The "godfather of parking reform" is packing up his boxes. After four decades researching and teaching about parking as a professor of urban planning at UCLA, Donald Shoup is retiring.
Shoup's theories on parking are laid out in his influential 2005 book, "The High Cost of Free Parking," in which he argues that free or overly-cheap parking is actually bad for cities because it encourages more people to drive, making it difficult to find a space.
"If it's difficult - but free - people will be driving around and hunting for a space and that pollutes the air and causes accidents and gets in the way of pedestrians and bikes," he said.
The real Donald Shoup poses with a cardboard doppelganger made in honor of his retirement.
Free parking is bad for us, really
To illustrate this point, he tells a Tale of Two Villages: Westwood and Old Town Pasadena.
In the 1980s, Westwood was a premiere shopping and entertainment district.
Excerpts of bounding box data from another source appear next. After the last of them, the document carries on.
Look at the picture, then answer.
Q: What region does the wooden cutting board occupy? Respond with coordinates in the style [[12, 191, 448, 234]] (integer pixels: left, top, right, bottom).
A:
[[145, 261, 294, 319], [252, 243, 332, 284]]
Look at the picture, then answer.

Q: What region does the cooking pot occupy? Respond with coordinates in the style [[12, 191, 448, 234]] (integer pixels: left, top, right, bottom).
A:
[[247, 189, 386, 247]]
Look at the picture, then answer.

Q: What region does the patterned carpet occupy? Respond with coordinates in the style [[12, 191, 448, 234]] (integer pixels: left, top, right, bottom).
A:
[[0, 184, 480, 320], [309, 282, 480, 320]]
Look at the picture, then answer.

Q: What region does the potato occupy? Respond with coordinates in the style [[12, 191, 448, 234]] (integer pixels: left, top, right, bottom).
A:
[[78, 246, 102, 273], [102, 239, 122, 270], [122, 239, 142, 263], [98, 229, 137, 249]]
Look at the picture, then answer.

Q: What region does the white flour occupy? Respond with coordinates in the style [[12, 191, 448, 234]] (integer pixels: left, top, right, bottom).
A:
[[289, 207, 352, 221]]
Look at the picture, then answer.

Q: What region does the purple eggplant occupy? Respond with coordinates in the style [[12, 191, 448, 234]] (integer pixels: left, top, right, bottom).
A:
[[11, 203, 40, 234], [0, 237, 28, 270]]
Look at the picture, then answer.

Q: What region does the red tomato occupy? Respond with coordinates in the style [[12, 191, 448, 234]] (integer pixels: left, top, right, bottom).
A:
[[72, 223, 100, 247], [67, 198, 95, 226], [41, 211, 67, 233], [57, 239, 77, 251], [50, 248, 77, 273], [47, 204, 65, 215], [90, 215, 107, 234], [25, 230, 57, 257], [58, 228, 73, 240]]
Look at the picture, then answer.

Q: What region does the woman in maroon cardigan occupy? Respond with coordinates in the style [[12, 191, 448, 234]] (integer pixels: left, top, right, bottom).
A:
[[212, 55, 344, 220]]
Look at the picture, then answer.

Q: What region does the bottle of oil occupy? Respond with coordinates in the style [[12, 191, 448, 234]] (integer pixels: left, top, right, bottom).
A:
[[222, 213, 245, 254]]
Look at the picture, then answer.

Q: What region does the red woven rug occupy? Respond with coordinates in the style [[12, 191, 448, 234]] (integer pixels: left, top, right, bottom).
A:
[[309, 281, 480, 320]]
Then in 1993, merchants got the city to cut the price of parking meters in half in an effort to attract more business.
Over the years, street parking became too crowded and difficult, deterring people from coming to Westwood unless they had to for school or work.
"Westwood is famous for a parking problem because all the parking you can see - which is the curb parking - is occupied," he said.
The byproduct of that parking problem, he said, are empty storefronts lining Westwood Boulevard and surrounding streets. It's no longer a shopping and dining destination.
Meanwhile, over in Pasadena, the then-derelict Old Town installed parking meters the same year Westwood cut its prices.
Pasadena used the revenue from the meters to beautify the area: cleaning the sidewalks, installing old-fashioned light fixtures and cobblestone alleys. And the prices were high enough to keep one or two spaces open per block, keeping the appearance that parking was available.
"I think the diametrically opposite parking policies – what you do with the parking prices and what you do with the revenue - had a huge effect on slowing Westwood down and helping Pasadena thrive," Shoup said.
Parking paraphernalia in Donald Shoup's UCLA office. Shoup is also known around campus as the "parking guru," "the Yoda of urban planning," and a "parking rockstar." He even has a gang of acolytes and former students so devoted, they call themselves "Shoupistas."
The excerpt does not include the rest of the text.